Minister of Justice and Digital Affairs
- Incumbent
- Assumed office 23 July 2024
- Prime Minister: Kristen Michal
- Preceded by: Madis Timpson

Commissioner for Gender Equality and Equal Treatment
- In office 3 July 2015 – 1 July 2022
- Preceded by: Mari-Liis Sepper
- Succeeded by: Christian Veske

Member of the Riigikogu
- In office 9 November 2009 – 3 July 2015

Personal details
- Born: Liisa-Ly Pakosta September 3, 1969 (age 56) Tallinn, then part of Estonian SSR, Soviet Union
- Party: Estonia 200 (since 2023)
- Other political affiliations: Isamaa (2006–2023)
- Children: 5
- Alma mater: University of Tartu Estonian Academy of Arts
- Occupation: Historian • Politician

= Liisa Pakosta =

Estonian politician (born 1969)

Liisa-Ly Pakosta (born 3 September 1969) is an Estonian politician. She is a member of the XV Riigikogu.
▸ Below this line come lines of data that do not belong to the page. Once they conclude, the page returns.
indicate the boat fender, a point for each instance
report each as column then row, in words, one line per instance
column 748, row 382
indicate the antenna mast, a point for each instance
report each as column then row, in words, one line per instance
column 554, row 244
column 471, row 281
Between 2015–2022 she was a Gender Equality and Equal Treatment Commissioner. She served as the Director-General of the National Heritage Board from July 1, 2022, to October 16 of the same year.

In the 2023 elections, she ran for the Riigikogu as a candidate for the Estonia 200 party and received 1,731 votes in electoral district number 2 (Tallinn Central, Lasnamäe, and Pirita districts), securing her election as a member of the Riigikogu. She used to be a member of the party Isamaa.

She became Minister of Justice and Digital Affairs in the cabinet of Kristen Michal on 23 July 2024.